My book Creation-Crisis Preaching discusses eco-crucifixion—my word for describing environmental devastation in terms of Jesus' death. Jesus was tortured and killed in order to strengthen what Walter Wink calls the “domination system.” I see a direct parallel to what is happening today to the earth and its most vulnerable people. Pereira’s and Araújo’s deaths are part of the ongoing eco-crucifixion against Earth—and against the people standing up to the structures of evil that are perpetrating abominable crimes.

This Earth Day we need to forego the pretty flowers and tell the truth: there is a life-and-death struggle being waged against corrupt governments, companies, and criminal gangs that are seizing land from people in order to meet the demand for minerals, timber, and fossil fuels. We in developed countries may condemn these barbaric acts. But the demand for these products comes from us, particularly in the United States. Not to mention the blood-tinged waves of immigrants fleeing lands devastated by climate change, for which we share a huge responsibility.

Since its earliest days the church has honored the martyrs who die for their faith. From Stephen to Perpetua to Ignatius of Antioch, martyrs are models of courage in the face of hatred, fear, and evil. They refuse to cower to violent regimes, and they face their deaths knowing they have fought the good fight. Certain days of the church year are dedicated to their memory, with prayers offered in thanksgiving for their witness. 

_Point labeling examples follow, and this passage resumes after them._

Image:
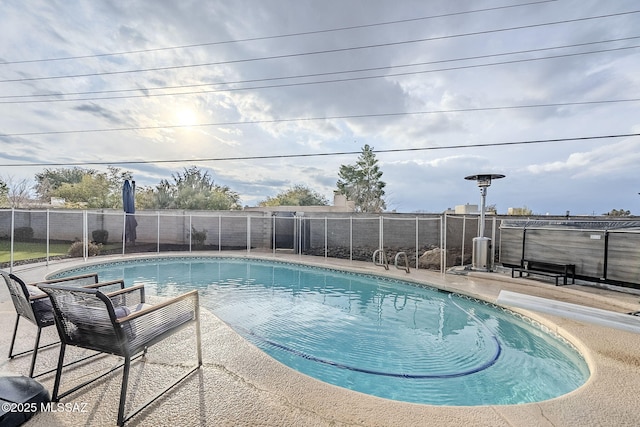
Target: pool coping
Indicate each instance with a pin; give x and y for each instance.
(241, 385)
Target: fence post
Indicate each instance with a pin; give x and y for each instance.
(443, 243)
(85, 232)
(13, 226)
(47, 263)
(190, 233)
(464, 234)
(158, 232)
(350, 238)
(248, 233)
(124, 231)
(326, 249)
(417, 242)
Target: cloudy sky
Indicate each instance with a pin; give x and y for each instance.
(269, 94)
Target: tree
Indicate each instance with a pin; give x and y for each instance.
(195, 190)
(298, 195)
(83, 187)
(621, 212)
(16, 192)
(51, 179)
(92, 192)
(361, 182)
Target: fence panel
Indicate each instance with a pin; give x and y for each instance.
(623, 257)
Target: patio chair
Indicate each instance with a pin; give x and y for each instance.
(120, 323)
(33, 305)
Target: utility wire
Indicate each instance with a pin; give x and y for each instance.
(307, 119)
(19, 99)
(339, 153)
(318, 52)
(252, 39)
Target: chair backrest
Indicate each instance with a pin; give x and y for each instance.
(20, 296)
(85, 318)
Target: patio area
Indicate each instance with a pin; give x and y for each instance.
(240, 385)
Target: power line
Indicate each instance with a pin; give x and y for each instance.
(18, 99)
(303, 33)
(339, 153)
(306, 119)
(325, 51)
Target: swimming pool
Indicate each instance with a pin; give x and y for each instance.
(376, 335)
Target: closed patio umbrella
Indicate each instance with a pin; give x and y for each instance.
(129, 206)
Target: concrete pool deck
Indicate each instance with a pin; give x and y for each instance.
(241, 385)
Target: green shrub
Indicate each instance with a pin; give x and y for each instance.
(198, 237)
(77, 249)
(100, 236)
(23, 234)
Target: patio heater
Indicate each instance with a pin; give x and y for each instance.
(481, 257)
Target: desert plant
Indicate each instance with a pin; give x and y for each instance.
(23, 234)
(77, 249)
(100, 236)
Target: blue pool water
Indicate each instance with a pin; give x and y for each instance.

I move that Earth Day be a time to venerate the Earth martyrs. They are models of courage for refusing to renounce their faith in the sacredness of Earth and indigenous communities, in the virtues of integrity and radical compassion—without which the human species will dwindle to extinction. These murdered men and women of Brazil, Columbia, Peru, the Philippines, and many other countries have, in fact, been martyred, and they need to be mourned and honored for the heroes they are.

Dorothy Stang, a Catholic sister murdered in 2005 for her work protecting impoverished Brazilian communities in the Amazon, is considered by many to be a martyr. She and her fellow eco-martyrs exemplify the sacrificial love of God, who steadfastly proclaims that those most vulnerable—including Earth itself—are worth dying for. Their faithfulness humbles me and calls me to account.

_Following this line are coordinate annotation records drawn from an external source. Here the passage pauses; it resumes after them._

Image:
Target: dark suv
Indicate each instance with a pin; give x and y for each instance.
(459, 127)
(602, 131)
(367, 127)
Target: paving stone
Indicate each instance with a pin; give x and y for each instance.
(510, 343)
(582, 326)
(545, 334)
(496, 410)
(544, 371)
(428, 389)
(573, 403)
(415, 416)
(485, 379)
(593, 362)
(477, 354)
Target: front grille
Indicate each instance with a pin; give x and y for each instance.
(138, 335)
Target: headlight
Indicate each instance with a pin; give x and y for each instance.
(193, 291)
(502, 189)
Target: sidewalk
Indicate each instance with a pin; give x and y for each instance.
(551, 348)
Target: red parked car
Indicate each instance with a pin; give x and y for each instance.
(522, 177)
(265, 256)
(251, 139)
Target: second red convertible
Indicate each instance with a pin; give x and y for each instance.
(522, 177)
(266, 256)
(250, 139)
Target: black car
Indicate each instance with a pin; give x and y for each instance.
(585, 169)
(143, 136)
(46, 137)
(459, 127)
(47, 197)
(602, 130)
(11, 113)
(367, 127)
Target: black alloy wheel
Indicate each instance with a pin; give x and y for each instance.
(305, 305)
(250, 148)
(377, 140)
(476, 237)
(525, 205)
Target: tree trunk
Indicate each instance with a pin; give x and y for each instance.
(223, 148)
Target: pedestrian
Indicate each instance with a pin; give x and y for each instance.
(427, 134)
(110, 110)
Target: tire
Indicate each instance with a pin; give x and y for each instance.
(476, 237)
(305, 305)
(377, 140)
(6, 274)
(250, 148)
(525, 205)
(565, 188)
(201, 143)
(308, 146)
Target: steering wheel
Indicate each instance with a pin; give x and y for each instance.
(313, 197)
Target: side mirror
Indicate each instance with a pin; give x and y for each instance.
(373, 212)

So this Earth Day, I’m standing in solidarity with the Earth-martyrs and praying that I may have such dedication and courage. I’m trusting in the mercy of a creator who declared this planet good—not for the sake of commodification but simply because it exists. That existence is threatened more each day, so I can no longer take it for granted. 

On Earth Day this year let's pick up more than seed packets. Let's take up the cross.

And let's remember that eco-crucifixion is followed eventually by eco-resurrection. Along with remembering the Earth martyrs, we need to tell the stories of new life. El Salvador, with the support of the Catholic Church, recently banned all metal mining in favor of protecting its fragile water systems. Mexico has moved to designate 160 million acres of land for environmental conservation

Creation-care proclamation puts the systems of domination on notice: the crucifixions they perpetrate will not be the final word, nor will their oppressive reign endure without resistance. The resurrected one will open our eyes to creation “liberated from its bondage to decay and brought into the freedom and glory of the children of God."